Cependant la nouveauté effraie, et en dehors de l’excuse de Dieu, réservée à Bach, l’artiste français dut inventer des astuces pour cacher son amour de la radicalité. C’est en tout cas le point de vue du critique Boucourechliev : « On pourrait même se demander si le titre d’Études n’est pas une ruse de guerre : on neutralise le danger de rupture excessive sous le prétexte d’un propos technique. » Comme Mozart – qui passe aux aveux dès l’allegro de ce concert, en rendant hommage à un certain Clavier bien tempéré ; avant d’entretisser, sous des torrents de joie ingénue, un savant langage contrapuntique… À la faveur d’une inventivité sans précédent, post-contrapuntique, « la sonorité [des Études] ne ressemble à aucune autre dans la littérature pianistique », écrit le pianiste Paul Crossley. Et pour cause : ce fut sans doute cet objectif – ne ressembler à aucun autre – qui inspira dès l’origine Debussy, jusqu’à cette partition terminale. Au-delà de ses expérimentations théoriques, il est vrai que l’Isle Joyeuse, supposée dépeindre « les masques de la comédie italienne, des jeunes femmes chantant et dansant », que ses Poissons d’or, ou ses Cloches à travers les feuilles, dépassent sans contredit leur prétexte impressionniste et orientaliste. Surtout lorsqu’on les accole aux Études…

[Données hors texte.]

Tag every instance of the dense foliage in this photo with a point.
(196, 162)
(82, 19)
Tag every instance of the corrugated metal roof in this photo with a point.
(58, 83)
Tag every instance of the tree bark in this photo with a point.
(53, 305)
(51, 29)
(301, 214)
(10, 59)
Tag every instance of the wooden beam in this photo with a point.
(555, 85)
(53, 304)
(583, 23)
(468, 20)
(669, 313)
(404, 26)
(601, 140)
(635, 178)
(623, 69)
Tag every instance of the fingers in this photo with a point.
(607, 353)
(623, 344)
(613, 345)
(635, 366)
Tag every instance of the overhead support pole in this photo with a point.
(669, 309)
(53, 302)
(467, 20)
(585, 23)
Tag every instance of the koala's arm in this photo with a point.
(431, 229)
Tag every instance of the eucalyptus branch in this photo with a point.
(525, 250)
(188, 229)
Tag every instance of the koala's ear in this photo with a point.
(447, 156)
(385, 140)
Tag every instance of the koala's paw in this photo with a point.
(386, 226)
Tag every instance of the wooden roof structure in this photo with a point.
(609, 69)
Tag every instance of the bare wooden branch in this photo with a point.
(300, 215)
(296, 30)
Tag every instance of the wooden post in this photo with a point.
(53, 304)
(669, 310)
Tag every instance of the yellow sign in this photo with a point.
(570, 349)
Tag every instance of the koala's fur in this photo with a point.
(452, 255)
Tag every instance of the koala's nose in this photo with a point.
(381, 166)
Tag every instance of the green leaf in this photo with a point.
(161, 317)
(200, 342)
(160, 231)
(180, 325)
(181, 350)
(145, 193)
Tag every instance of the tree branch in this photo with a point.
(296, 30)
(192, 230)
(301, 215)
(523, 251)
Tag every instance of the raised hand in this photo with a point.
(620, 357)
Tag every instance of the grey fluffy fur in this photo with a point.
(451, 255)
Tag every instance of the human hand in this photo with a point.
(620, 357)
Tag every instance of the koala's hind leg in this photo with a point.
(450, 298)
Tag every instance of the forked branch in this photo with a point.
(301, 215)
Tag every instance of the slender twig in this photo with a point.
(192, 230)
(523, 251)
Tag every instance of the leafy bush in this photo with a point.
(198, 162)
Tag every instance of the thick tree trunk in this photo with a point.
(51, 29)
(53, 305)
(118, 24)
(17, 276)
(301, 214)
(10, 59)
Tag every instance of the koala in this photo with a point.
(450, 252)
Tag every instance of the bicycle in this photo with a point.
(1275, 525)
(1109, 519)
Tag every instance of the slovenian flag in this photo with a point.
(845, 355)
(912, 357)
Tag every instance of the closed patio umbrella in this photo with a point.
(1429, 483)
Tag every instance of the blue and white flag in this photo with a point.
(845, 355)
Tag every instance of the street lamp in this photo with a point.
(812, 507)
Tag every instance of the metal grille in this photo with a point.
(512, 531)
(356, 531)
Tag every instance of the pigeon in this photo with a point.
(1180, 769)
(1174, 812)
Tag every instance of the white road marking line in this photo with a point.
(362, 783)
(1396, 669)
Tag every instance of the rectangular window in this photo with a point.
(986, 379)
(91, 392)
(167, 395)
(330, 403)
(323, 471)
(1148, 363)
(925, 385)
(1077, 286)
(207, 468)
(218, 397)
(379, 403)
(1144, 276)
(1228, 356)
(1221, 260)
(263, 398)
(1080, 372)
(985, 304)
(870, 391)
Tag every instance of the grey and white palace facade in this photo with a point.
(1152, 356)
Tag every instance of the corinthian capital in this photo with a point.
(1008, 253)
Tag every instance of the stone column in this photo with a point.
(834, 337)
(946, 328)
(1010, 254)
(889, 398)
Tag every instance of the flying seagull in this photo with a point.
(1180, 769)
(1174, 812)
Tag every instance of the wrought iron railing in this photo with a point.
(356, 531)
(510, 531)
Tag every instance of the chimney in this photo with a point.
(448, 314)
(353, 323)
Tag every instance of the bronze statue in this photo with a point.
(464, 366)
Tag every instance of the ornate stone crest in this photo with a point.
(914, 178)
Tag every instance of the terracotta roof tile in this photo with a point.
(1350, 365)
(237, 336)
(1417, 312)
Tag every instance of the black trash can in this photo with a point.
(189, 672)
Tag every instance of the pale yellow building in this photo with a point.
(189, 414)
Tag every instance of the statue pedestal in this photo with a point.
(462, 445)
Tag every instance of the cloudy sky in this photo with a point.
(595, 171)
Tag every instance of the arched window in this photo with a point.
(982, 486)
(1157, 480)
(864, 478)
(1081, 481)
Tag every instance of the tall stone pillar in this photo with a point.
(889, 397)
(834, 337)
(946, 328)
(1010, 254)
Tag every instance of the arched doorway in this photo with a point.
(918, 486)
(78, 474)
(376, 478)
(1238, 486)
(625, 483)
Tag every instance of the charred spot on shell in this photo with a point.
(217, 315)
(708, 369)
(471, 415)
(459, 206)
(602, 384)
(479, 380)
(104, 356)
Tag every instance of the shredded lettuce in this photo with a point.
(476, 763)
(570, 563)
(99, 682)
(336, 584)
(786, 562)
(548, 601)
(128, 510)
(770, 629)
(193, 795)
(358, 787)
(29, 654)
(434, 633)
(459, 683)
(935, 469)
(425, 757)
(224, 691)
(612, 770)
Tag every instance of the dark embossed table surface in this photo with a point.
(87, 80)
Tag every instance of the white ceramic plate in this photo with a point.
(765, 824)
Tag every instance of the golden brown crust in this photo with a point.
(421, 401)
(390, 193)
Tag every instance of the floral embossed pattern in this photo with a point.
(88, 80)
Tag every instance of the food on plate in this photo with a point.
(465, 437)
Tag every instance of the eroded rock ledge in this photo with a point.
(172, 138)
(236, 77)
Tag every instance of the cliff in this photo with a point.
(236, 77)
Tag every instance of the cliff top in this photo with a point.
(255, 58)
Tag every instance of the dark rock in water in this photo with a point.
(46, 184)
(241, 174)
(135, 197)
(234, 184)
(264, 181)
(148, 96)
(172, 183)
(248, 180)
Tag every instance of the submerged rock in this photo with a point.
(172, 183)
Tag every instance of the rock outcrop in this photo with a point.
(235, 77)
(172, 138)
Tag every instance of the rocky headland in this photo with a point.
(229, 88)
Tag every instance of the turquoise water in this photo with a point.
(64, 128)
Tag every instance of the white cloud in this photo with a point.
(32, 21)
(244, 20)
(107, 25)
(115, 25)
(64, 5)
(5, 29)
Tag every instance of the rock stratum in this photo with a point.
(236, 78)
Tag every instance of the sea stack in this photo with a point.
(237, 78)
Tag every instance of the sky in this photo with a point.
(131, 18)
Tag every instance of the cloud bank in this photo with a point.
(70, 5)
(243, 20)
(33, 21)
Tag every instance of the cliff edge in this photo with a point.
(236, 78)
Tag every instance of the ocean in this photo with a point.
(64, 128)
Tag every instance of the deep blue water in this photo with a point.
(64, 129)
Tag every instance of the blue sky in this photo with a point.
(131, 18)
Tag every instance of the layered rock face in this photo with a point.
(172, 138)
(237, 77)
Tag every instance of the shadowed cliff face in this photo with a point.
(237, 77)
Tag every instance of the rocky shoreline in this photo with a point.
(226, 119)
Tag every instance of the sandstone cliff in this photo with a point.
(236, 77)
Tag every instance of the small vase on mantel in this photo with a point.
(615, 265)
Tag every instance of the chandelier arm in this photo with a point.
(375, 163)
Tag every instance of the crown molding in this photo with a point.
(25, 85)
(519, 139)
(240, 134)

Chopin et Liszt, avant lui, avaient offert d’inoubliables lettres de noblesse au genre de la pédagogie. Boulez, après lui, rangera cette œuvre au Panthéon de l’histoire du piano. Et l’on pourra conclure en s’interrogeant sur le cas particulier, dans l’histoire du son, de cet instrument aux quelques dizaines de touches blanches et noires, prompt à condenser la complexité de l’âme humaine, selon un truchement que n’aurait pas renié Freud. Si Bach renonce au langage humain pour s’adresser à un inconscient mystique universel, Mozart feint de s’adresser à notre conscience, pour troubler en farfadet ses coulisses. Debussy, pour sa part, n’est ni d’un côté, ni de l’autre ; flottant dans une abstraction méditative. Conçu dans le tourment de la première guerre, son testament musical rattache l’homme à la mort, et la vie au piano.